Albert Camus

Désorientée…

tipasa cactus
…Désorienté, marchant dans la campagne solitaire et mouillée, j’essayais au moins de retrouver cette force, jusqu’à présent fidèle, qui m’aide à accepter ce qui est, quand une fois j’ai reconnu que je ne pouvais le changer…
Certains matins, au détour d’une rue, une délicieuse rosée tombe sur le coeur puis s’évapore.
Mais la fraîcheur demeure encore et c’est elle, toujours, que le coeur exige.
Il me fallut partir à nouveau…
Albert Camus in, l’Eté
Retour à Tipasa
Il y a des jours où les mots lus et relus vous touchent d’une autre manière. Je ne sors jamais intacte de la lecture de Camus . En l’espace de quelques secondes j’étais à Tipasa sur ses traces,  souvenir de l’un de mes voyages, mais également désorientée par ma vie actuelle où les souvenirs viennent au secours de ce qu’il me faut accepter.

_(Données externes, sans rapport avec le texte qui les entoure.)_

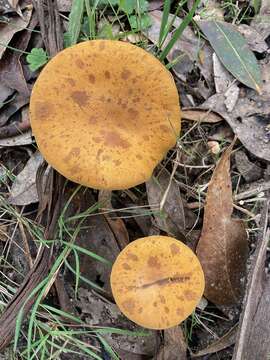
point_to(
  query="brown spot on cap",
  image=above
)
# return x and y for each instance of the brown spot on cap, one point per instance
(132, 257)
(71, 81)
(114, 139)
(126, 266)
(157, 289)
(174, 249)
(43, 110)
(134, 113)
(96, 102)
(79, 63)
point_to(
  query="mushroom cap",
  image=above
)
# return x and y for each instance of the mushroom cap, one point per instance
(104, 113)
(157, 281)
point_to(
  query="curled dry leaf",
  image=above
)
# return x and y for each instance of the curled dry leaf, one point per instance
(11, 71)
(249, 118)
(242, 63)
(201, 115)
(222, 248)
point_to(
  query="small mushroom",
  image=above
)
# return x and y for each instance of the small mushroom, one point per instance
(157, 281)
(104, 113)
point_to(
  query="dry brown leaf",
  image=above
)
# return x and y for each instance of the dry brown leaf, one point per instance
(15, 25)
(174, 347)
(201, 115)
(222, 248)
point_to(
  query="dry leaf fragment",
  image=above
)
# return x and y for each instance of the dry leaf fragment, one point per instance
(222, 248)
(201, 115)
(172, 217)
(222, 343)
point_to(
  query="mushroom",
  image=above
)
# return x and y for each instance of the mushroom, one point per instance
(104, 113)
(157, 281)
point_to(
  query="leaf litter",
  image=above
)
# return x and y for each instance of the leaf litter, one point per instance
(177, 198)
(224, 238)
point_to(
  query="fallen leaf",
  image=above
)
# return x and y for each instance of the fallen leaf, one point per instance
(116, 224)
(223, 247)
(222, 343)
(171, 218)
(11, 108)
(249, 119)
(11, 72)
(254, 331)
(201, 115)
(5, 92)
(260, 22)
(16, 127)
(175, 347)
(23, 190)
(241, 62)
(19, 140)
(248, 169)
(37, 58)
(14, 25)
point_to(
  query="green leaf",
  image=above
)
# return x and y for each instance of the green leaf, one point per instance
(75, 20)
(36, 58)
(232, 50)
(128, 6)
(140, 23)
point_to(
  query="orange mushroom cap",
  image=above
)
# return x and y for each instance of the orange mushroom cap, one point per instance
(157, 281)
(104, 113)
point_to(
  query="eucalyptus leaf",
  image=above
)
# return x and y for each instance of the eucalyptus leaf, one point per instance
(233, 51)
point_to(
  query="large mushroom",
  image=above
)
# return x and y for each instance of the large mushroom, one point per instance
(157, 281)
(104, 113)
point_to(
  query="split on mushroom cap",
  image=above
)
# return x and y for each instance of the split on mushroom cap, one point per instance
(157, 281)
(104, 113)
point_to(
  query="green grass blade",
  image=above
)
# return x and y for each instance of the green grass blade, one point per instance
(75, 19)
(164, 21)
(179, 31)
(108, 348)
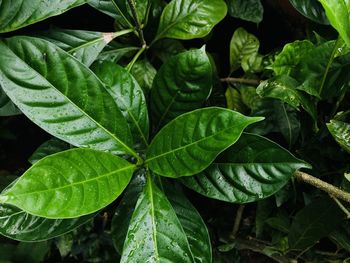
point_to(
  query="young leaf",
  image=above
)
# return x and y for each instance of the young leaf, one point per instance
(182, 84)
(189, 143)
(338, 15)
(242, 45)
(249, 10)
(252, 169)
(313, 222)
(20, 13)
(192, 223)
(84, 45)
(129, 97)
(311, 9)
(61, 95)
(70, 184)
(188, 19)
(155, 233)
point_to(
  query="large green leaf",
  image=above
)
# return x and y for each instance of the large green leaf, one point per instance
(189, 143)
(312, 9)
(192, 223)
(70, 184)
(182, 84)
(84, 45)
(188, 19)
(249, 10)
(20, 13)
(316, 220)
(129, 97)
(252, 169)
(242, 46)
(61, 95)
(155, 233)
(338, 12)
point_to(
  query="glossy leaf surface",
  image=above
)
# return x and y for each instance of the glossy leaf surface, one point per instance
(155, 233)
(129, 97)
(188, 19)
(192, 223)
(249, 10)
(182, 84)
(61, 95)
(20, 13)
(189, 143)
(70, 184)
(252, 169)
(312, 9)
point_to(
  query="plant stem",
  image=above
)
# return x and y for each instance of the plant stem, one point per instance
(137, 22)
(253, 82)
(330, 189)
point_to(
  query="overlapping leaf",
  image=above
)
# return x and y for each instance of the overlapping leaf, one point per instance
(252, 169)
(188, 19)
(129, 97)
(20, 13)
(70, 184)
(189, 143)
(61, 95)
(182, 84)
(155, 233)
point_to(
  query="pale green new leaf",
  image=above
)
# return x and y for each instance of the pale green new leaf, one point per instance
(20, 13)
(61, 95)
(188, 19)
(70, 184)
(252, 169)
(188, 144)
(129, 97)
(155, 233)
(182, 84)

6 réflexions au sujet de “Désorientée…”

  1. Ce texte est très évocateur en effet.
    Camus est l’un de tes maîtres…
    ils sont là pour nous apporter du bien et du bon, surtout lorsque les temps se font difficiles.

    C’est vrai que l’on n’a pas d’autre choix que d’accepter la réalité telle qu’elle se présente à nous. Et cette acceptation produit souvent des effets bénéfiques inattendus. Je dis cela d’expérience. Et peut-être que mes propos te rejoignent.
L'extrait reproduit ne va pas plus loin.